Jusos Karlsruhe-Land kritisieren Bildungspolitik

Veröffentlicht am 09.09.2006 in Pressemitteilungen

“Zu Beginn des neuen Schuljahres lässt sich wieder einmal erkennen, dass die Landesregierung versucht ihr elitäres Schulsystem auszubauen,“ meint der Juso-Kreisvorstand Karlsruhe-Land. „1.200 neue Lehrer in der Region sind zwar ein positives Signal, doch sind diese nicht für eine grundlegende Reform des Bildungssystems ausreichend.“

Günter Oettinger werfen die Jusos Wahlbetrug vor: “Dass die CDU/FDP-Landesregierung in den nächsten zwei Jahren 521 frei werdende Lehrerstellen nicht wieder besetzen möchte, steht im krassen Widerspruch zu den Wahlversprechen von Oettinger im Landtagswahlkampf.“

Nach Meinung des Juso-Kreisvorstandes verspiele die Landesregierung damit große Chancen für die Schulentwicklung: „Sinkende Schülerzahlen sind kein Grund, weniger Lehrer einzustellen. Bei weniger Schülern, aber gleich vielen Lehrern wie bisher, könnten die Klassen endlich verkleinert und das individuelle Betreuungsverhältnis verbessert werden. Außerdem werden für Ganztagesschulen eben gerade mehr und nicht weniger Lehrer benötigt. Scheinbar hat die Landesregierung kein Interesse daran in bessere Bildung zu investieren und spart so an der Zukunft der Schülerinnen und Schüler in Baden-Württemberg.“

Dass es ausgerechnet an Real- und Berufsschulen zu „fächerspezifischen Engpässen“ kommen soll, betrachten die Jusos als nicht akzeptabel. „Dies ist ein Beleg dafür, wie die Prioritäten im Bildungssystem gelegt werden,“ so die Jusos Karlsruhe-Land.

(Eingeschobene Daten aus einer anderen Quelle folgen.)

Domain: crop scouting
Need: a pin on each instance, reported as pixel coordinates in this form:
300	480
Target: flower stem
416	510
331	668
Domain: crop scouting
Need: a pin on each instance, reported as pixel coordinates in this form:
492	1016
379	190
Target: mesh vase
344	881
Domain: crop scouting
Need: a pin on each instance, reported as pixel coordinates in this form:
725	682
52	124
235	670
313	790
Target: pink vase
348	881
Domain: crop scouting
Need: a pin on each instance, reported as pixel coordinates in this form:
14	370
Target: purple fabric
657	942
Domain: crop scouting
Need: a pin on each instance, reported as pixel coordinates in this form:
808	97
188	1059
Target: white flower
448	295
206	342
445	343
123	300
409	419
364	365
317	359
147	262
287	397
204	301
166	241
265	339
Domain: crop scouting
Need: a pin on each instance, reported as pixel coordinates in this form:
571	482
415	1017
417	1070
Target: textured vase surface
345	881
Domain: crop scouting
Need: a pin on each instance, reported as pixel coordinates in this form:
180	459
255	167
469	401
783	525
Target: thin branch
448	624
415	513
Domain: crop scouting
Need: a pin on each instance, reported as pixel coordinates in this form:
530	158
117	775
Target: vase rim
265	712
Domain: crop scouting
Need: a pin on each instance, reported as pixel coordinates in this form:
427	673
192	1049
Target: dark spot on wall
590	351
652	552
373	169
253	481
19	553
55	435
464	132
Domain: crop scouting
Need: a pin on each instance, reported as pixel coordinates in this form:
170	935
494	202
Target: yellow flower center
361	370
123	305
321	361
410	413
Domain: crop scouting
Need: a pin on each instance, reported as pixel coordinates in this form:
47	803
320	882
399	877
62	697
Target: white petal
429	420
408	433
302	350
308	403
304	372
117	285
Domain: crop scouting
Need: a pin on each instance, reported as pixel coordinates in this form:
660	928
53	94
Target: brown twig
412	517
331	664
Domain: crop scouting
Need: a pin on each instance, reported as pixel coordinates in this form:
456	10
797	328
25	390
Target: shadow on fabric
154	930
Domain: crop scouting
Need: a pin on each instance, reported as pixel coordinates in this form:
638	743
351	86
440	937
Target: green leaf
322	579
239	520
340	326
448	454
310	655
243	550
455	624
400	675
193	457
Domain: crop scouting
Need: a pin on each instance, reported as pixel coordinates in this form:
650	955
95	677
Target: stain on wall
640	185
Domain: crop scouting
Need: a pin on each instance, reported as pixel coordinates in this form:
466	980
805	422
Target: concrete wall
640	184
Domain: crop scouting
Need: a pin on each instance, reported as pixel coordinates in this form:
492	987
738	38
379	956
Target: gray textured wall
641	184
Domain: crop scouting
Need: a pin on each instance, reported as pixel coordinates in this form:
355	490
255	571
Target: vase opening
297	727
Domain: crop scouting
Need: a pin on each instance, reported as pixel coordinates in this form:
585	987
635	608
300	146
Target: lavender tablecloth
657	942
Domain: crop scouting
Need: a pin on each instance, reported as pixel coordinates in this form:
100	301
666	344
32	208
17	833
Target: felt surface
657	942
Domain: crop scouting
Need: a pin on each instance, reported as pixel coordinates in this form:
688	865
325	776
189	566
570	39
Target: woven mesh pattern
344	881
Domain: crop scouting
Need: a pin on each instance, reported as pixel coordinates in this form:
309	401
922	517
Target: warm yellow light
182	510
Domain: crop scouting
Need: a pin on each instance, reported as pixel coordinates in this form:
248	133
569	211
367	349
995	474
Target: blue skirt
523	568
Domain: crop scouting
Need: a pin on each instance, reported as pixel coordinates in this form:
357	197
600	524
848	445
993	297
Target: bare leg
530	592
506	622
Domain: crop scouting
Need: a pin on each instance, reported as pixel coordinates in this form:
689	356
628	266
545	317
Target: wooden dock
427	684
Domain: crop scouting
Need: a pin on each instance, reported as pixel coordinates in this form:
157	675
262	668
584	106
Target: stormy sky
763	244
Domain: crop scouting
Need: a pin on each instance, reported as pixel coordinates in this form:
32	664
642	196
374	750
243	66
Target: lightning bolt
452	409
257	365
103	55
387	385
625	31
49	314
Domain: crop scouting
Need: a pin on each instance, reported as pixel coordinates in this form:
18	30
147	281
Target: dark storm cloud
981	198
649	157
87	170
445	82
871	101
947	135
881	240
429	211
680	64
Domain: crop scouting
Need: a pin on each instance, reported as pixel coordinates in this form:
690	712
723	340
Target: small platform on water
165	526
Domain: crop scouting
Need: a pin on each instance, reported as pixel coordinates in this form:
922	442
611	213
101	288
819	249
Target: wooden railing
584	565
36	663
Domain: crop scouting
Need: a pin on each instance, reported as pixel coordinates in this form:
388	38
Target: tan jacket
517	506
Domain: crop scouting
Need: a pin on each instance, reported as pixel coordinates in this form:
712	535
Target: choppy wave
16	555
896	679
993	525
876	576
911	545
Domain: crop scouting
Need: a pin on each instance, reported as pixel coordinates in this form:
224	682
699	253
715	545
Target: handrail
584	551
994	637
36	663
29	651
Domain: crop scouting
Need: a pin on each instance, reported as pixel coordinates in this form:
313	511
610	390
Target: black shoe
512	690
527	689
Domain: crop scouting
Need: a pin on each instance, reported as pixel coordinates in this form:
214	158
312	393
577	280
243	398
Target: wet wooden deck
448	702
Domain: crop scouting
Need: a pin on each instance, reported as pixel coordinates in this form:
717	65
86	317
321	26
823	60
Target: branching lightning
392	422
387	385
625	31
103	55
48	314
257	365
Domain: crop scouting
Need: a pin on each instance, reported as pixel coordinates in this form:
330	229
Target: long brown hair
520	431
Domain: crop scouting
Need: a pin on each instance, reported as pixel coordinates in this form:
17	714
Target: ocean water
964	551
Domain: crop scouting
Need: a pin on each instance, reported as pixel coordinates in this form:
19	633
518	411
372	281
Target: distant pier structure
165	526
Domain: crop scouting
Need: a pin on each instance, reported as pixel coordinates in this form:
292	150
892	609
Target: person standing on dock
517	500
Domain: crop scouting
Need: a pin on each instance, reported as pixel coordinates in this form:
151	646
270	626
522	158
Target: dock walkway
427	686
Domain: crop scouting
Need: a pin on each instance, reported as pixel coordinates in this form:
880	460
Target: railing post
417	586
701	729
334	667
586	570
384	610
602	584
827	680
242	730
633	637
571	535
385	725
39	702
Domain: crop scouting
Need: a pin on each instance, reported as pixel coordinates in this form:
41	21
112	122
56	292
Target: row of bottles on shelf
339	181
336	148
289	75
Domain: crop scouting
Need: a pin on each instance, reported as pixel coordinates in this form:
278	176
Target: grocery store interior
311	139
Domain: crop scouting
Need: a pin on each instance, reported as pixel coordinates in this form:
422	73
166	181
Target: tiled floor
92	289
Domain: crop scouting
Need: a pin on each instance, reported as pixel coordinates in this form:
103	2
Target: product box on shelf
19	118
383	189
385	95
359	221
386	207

Skeptisch stehen die Jusos der Einführung des Berufseinstiegsjahrs für ehemalige Hauptschüler gegenüber: „Dies ist keine zufriedenstellende Lösung. Statt künstliche Auffangbecken müssen endlich genügend Lehrstellen geschaffen werden, damit den Schulabgängerinnen und Schulabgängern genügend Ausbildungsplätze zur Verfügung stehen. Sollte die Wirtschaft nicht bereit sein diese einzurichten, so muss eben doch eine Ausbildungsplatzumlage kommen.“

Die Jusos fordern, dass Bildungssystem gründlich zu überdenken. Das dreigliedrige Schulsystem halten sie für nicht mehr zeitgemäß: „Wir setzen uns für die Zusammenlegung von Haupt- und Realschule zu einer Regionalschule ein. Das langfristige Ziel muss die Einführung einer Basisschule nach skandinavischem Vorbild sein. Dabei gehe es nicht um Gleichmacherei, sondern um individuelle Förderung von Schülerinnen und Schülern und moderne Unterrichtsgestaltung.“

Bildung ist in Deutschland nach wie vor beschämend herkunftsabhängig und gleichzeitig Grundlage für ein selbst bestimmtes Leben sowie für den wirtschaftlichen Erfolg unseres Landes. Die Idee, hier zu sparen sei der erneute Beweis für die Zukunftsblindheit unserer Landesregierung, so die Jusos Karlsruhe-Land abschließend.